In this post, I will try to summarize gotchas we grabbed while (re)designing Lokad.com.
You need an O/C (object to cloud) mapper
NoSQL services are orders of magnitude simpler than your typical SQL service. As a consequence, the impedance mismatch between your object oriented code and the storage dialect is also much lower compared to SQL; this is a direct consequence of the relative lack of expressiveness of NoSQL.
Nevertheless, introducing an O/C mapper was a major complexity buster. At present time, we no more access cloud storage directly, and the O/C mapper layer is a major bonus to abstract away may subtleties such as retry policies, MD5, queue message overflow, …
Performance is obtained mostly by design
NoSQL is not only simpler but more predictable as well when it comes to performance. However, it does not mean that a solution build on top of NoSQL automatically benefit from scalability and performance - quite the opposite actually. NoSQL comes with strict built-in limitations. For example, you can’t expect more than 20 updates / second on a single blob, which is near ridiculously low compared to its SQL counterpart.
Your design needs to embrace the strengths of NoSQL and be really cautious about not hitting bottlenecks. Good news, those are much easier to spot. Indeed, no later optimization will save your app from abysmal performance if the storage architecture doesn’t match dominant I/O patterns of your app (see the Table Storage or the 100x cost factor).
Go for contract-based serializer
A serializer, aka a component that let you turn an arbitrary object graph into a serialized byte stream, is extremely convenient for NoSQL. In particular, it provides a near-seamless way to let your object-oriented code interact with the storage. In many ways, the impedance mismatch objects vs NoSQL is much lower than it was for objects vs SQL.
Although, sometimes, serializers are nearly too powerful. In particular, it’s easy to serialize objects part of the runtime which can prove brittle over time. Indeed, upgrading the runtime might end-up breaking your serialization patterns. That’s why I advise to go for simple yet explicit contract-based serialization schemes.
Although we did use a lot of XML in our early days on the cloud, we are now migrating away from XML in favor of JSON, Protocol Buffers or adhoc high-density binary encoding that provides better readability vs flexibility vs performance tradeoff in our experience.
Entity isolation is easiest path to versioning
One early mistake of Lokad in our early NoSQL day was apply too much of DRY principle (Don’t Repeat Yourself).
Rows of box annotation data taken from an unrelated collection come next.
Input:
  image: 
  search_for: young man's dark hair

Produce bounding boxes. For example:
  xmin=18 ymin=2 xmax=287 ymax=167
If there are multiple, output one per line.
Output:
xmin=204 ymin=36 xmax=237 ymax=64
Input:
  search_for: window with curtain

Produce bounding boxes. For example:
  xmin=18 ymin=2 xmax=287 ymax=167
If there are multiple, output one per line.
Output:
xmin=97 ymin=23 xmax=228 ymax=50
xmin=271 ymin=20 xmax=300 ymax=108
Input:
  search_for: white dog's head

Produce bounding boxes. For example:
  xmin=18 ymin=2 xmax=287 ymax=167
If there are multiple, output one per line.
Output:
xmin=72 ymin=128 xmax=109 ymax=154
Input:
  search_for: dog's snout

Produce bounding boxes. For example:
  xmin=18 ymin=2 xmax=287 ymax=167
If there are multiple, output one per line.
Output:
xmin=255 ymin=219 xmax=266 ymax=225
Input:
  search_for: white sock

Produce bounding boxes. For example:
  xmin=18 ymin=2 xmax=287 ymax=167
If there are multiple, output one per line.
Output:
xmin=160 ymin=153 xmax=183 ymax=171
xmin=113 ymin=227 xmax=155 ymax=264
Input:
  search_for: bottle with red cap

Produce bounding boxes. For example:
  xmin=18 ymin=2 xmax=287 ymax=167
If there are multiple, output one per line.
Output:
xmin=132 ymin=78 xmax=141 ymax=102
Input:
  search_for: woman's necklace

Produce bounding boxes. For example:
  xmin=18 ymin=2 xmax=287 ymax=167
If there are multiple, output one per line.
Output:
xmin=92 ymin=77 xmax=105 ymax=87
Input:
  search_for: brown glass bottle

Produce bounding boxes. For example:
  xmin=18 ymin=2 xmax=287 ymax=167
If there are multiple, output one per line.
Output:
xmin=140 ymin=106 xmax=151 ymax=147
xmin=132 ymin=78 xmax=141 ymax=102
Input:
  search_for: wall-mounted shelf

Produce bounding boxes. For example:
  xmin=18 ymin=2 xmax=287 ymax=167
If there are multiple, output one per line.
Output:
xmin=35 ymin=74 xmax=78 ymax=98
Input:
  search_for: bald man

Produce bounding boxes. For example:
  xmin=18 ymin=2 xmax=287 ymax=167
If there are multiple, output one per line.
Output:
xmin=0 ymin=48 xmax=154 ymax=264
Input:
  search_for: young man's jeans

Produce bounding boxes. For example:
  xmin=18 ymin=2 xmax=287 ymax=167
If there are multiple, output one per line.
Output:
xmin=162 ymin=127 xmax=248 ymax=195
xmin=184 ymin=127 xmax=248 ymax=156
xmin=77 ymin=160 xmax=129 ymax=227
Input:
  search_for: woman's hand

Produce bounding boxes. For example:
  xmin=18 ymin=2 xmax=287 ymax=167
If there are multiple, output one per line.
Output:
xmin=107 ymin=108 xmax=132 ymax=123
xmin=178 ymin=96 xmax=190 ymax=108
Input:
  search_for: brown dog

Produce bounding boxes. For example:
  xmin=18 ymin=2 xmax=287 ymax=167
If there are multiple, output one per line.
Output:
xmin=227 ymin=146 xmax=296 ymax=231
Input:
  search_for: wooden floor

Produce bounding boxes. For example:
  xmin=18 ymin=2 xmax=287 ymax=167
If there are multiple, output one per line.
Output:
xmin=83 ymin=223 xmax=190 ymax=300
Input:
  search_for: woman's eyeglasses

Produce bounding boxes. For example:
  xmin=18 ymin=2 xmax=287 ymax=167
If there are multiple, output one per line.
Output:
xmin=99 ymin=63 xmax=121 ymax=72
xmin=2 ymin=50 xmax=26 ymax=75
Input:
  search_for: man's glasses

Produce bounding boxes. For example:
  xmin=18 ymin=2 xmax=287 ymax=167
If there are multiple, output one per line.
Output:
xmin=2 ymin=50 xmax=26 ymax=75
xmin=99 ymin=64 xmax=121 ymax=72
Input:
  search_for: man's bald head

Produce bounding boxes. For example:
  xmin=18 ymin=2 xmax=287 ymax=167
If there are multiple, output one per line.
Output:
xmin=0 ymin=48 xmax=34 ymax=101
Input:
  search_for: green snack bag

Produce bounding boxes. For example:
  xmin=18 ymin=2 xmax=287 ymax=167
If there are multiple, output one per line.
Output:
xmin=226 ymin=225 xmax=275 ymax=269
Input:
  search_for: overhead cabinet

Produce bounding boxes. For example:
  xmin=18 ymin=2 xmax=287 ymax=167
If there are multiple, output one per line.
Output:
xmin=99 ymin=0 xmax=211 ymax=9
Indeed, sharing the same class between entities is a sure way to end-up with painful versioning issues later on. Indeed, touching entities once data has been serialized with them is always somewhat risky, because you can end-up with data that you can’t deserialize any more.
Since the schema evolution required for one entity doesn’t necessarily match the evolution of the other entities, you ought to keep them apart upfront. Hence, I suggest to give up on DRY early - when it comes to entities - to ease later evolutions.
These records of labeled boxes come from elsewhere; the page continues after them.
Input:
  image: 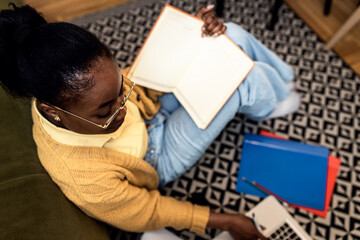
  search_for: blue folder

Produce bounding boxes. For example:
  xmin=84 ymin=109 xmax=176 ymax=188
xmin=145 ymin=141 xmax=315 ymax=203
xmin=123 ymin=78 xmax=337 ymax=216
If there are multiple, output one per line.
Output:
xmin=236 ymin=134 xmax=329 ymax=210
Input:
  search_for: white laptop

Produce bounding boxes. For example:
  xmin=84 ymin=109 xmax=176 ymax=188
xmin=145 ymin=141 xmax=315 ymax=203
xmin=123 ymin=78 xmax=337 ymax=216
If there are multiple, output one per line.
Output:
xmin=141 ymin=196 xmax=311 ymax=240
xmin=213 ymin=196 xmax=311 ymax=240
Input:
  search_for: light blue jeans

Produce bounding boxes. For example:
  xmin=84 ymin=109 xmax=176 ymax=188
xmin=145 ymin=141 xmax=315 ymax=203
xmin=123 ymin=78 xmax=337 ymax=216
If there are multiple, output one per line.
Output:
xmin=145 ymin=23 xmax=294 ymax=186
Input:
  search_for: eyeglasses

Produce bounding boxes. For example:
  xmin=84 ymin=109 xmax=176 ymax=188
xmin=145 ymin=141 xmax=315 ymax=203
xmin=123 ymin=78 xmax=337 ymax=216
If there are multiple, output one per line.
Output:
xmin=50 ymin=75 xmax=135 ymax=129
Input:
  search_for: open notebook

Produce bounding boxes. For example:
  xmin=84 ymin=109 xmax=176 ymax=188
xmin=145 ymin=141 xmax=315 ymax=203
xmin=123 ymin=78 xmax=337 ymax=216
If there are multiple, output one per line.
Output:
xmin=128 ymin=4 xmax=254 ymax=129
xmin=213 ymin=196 xmax=311 ymax=240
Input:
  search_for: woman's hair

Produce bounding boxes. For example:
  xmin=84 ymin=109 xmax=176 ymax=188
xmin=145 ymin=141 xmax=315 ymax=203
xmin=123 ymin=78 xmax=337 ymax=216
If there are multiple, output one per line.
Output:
xmin=0 ymin=4 xmax=111 ymax=107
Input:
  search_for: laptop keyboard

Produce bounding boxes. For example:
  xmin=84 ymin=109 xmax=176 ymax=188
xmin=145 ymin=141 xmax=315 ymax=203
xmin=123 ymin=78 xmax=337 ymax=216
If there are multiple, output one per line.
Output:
xmin=269 ymin=222 xmax=301 ymax=240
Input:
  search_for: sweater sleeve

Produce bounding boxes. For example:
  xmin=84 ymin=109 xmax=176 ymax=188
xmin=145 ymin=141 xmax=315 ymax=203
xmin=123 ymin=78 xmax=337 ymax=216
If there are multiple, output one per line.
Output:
xmin=78 ymin=175 xmax=210 ymax=233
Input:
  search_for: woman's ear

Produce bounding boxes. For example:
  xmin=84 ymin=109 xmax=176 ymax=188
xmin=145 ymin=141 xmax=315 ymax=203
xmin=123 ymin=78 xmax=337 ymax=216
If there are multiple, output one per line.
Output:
xmin=38 ymin=102 xmax=60 ymax=121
With proper design, aka CQRS, needs for SQL drop to near-zero
Over the last two decades, SQL has been king. As a consequence, nearly all apps embed SQL structural assumptions very deep into their architecture, making a relational database an irreplaceable component - by design.
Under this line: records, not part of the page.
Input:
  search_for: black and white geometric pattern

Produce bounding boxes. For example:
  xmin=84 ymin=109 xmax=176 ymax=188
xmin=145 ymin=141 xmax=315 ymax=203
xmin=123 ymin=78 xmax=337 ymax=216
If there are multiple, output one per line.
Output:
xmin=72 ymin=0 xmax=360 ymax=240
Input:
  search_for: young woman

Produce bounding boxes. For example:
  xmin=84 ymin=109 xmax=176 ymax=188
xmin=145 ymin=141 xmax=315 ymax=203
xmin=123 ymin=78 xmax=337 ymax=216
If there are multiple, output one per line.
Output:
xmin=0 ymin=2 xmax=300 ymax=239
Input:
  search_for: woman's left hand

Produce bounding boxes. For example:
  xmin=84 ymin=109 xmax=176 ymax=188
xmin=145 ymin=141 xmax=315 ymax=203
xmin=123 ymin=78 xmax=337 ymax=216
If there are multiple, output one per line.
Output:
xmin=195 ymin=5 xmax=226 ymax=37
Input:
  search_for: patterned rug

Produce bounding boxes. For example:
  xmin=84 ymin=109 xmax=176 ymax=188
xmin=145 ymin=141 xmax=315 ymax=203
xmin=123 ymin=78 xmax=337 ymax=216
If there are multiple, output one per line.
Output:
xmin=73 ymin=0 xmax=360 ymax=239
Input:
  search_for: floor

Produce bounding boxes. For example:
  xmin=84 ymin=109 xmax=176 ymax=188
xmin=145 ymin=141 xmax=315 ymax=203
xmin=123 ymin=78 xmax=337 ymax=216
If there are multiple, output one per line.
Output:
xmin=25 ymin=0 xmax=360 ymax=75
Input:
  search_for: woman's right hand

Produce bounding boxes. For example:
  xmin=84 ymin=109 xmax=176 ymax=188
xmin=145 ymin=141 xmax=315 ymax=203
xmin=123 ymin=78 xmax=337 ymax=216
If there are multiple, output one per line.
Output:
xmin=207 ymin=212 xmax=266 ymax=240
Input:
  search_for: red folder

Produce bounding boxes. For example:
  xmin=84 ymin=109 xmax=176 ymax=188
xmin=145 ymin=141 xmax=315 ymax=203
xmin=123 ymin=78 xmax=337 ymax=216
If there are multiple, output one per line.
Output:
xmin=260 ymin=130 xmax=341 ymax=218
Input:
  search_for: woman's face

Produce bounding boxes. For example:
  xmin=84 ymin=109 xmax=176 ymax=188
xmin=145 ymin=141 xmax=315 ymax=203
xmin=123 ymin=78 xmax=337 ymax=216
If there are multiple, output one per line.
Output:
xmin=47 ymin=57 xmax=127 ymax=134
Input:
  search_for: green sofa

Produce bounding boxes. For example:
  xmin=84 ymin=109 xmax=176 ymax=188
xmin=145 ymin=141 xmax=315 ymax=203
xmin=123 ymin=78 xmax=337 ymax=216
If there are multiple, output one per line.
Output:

This aspect was a surprise to us, as we initiated our cloud migration extensively leveraging SQL databases. Now, as we are gaining maturity at developing cloudy apps, we are gradually phasing those databases out: not because of performance or capabilities, simply because they aren’t needed anymore.
Reader Comments (2)
Good article. I’ve read it while searching for patterns over nosql entity versioning. Still, i can’t get used to not sharing part of the entity and only version changing attributes (=generic entity leafs) . Still, i’m not sure whether this is the best pattern to use. Can i ask about the magnitude of versioning that you have been using: no of entities/no of related entities/versions?.
June 3, 2012 | Gabi
Hi Gari, Lokad doesn’t have more than a few hundreds entities, even considering all our sub-systems (as of June 2012). Then, we don’t have that many changes either. I suspect that less than 1⁄4 of the entities are ever changed. However, this still amounts for dozens of incremental subtle changes. Overall, we are roughly pushing one persistence change per week or so. Hope it helps.
June 4, 2012 | Joannes Vermorel